O crescimento este ano será 1,2% do volume de vendas, em relação ao natal anterior. Antes, esperava-se um alta de 2,1%. Segundo a CNC, o comércio deverá movimentar R$ 65,01 bilhões em vendas. O patamar do faturamento ainda deve ficar aquém do observado antes da pandemia. Em 2019, o volume de vendas foi de R$ 67,55 bilhões.
Ainda de acordo com a Confederação, contribuem para o aumento real do faturamento este ano a normalização do fluxo de consumidores, além da melhora do nível de emprego e a desaceleração da inflação, que tende a encerrar o ano abaixo de 6%, inferior aos dois dígitos observados no final de 2021.
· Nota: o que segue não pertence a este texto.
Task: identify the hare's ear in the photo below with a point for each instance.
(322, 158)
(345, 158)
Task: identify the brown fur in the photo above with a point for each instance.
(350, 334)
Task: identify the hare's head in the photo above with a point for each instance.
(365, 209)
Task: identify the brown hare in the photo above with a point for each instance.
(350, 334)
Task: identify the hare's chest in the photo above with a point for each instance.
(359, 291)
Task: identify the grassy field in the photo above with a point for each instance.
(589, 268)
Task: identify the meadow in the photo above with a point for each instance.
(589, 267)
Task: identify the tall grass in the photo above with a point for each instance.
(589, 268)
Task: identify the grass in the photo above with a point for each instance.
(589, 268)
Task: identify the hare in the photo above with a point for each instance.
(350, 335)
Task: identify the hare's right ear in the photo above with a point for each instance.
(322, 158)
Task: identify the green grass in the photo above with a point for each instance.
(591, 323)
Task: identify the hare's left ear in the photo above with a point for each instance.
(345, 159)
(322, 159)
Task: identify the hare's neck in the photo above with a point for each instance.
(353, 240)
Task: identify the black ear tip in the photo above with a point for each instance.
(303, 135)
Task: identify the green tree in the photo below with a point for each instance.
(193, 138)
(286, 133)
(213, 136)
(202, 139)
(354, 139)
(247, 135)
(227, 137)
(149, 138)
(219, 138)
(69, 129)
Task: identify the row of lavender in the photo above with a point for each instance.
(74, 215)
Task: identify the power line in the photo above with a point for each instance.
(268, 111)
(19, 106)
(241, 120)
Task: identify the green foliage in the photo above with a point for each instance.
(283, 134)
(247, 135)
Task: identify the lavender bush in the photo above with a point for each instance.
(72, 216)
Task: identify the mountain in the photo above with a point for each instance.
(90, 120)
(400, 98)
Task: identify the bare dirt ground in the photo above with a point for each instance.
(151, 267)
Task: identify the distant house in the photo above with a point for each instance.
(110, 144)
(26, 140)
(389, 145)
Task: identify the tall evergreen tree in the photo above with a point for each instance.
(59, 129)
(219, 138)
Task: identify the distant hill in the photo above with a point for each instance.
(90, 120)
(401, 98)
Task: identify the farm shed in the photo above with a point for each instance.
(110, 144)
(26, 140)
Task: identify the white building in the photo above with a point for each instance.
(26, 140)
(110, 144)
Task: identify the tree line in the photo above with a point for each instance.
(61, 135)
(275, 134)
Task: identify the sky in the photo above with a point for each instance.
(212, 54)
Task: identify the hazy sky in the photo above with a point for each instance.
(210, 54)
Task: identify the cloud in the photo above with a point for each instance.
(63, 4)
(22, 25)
Por outro lado, pesam o crédito mais caro e o nível de endividamento da população, que atingiu marca histórica, com cerca de 80% das famílias brasileiras com renda comprometida com dívidas.
Setores que mais faturam no Natal
O segmento de supermercados, que historicamente é o principal responsável pela geração de receitas do comércio varejista, tende a responder por 38,6% (R$ 25,12 bilhões) do volume total movimentado. Em seguida devem aparecer as lojas de vestuário, calçados e acessórios (33,9% do total ou R$ 22,03 bilhões) e as lojas de artigos de usos pessoal e doméstico (12,6% ou R$ 8,19 bilhões).